Well, I know that laptop has given you some good mileage this year so far, and it's sad to hear the battery doesn't work. Are you sure it's not just in need of a long charge, with a known-good power cord? The issues could be related, you know!

Even if the battery is truly bad, it was still a great price on a really nice laptop. So don't fret that part of it.

And then power cords do go bad, especially if you plug/unplug them a lot. That happens to any kind of wiring. Laptops are fairly infamous for it, of course. Dell, HP, Sony, Compaq, even Apple -- the wiring lead into the laptop itself is often the fail point. If you're not really careful, you can also screw up the power input on the laptop (which can be self-repaired if you have a service manual, so it's not the end of the world).
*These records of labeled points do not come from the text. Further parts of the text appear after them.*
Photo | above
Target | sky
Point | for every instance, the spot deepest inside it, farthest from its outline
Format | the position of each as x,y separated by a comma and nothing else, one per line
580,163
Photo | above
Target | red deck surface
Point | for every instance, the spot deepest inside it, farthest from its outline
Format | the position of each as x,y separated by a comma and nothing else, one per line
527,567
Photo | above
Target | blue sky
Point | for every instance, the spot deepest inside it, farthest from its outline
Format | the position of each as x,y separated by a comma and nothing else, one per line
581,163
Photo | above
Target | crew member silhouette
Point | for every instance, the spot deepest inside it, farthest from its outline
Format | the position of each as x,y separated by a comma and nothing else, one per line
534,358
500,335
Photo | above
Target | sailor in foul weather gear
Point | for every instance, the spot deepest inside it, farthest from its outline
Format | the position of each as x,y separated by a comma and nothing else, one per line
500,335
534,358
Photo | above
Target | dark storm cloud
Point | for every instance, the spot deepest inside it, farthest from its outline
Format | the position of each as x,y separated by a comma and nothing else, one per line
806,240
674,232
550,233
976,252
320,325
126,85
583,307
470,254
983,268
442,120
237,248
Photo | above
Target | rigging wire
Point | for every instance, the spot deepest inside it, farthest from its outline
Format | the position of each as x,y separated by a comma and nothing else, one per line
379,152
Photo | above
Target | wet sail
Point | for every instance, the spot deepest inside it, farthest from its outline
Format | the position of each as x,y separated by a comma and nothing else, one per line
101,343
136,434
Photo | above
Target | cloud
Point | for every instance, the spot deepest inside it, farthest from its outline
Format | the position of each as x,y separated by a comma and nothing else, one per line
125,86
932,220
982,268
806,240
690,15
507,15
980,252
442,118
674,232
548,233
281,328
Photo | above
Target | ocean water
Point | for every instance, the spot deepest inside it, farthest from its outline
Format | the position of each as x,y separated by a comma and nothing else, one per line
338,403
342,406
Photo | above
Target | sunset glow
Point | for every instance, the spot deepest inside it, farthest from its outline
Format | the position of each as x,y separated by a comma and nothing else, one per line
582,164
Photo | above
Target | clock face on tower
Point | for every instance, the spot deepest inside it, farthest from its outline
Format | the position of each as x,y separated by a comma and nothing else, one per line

Generally speaking, it's always best to use the batteries issued by the original manufacturer. In this case, Dell. However, as time passes, the supply of OEM (original equipment manufacturer) batteries dries up, and you're left with aftermarket (aka third-party, or also mistakenly called "OEM") parts. Most battery/cord parts come directly from Asia, or an Asian importer. I often find myself buying laptop parts directly from China or Hong Kong, especially if I shopped on eBay. Yes, I do repair my own laptops. (In fact, forum member JMP is supposed to come here and share his story on how he fixed his laptop by literally cooking it in the kitchen oven for about 8 minutes. That's even more ballsy than something I'd do!)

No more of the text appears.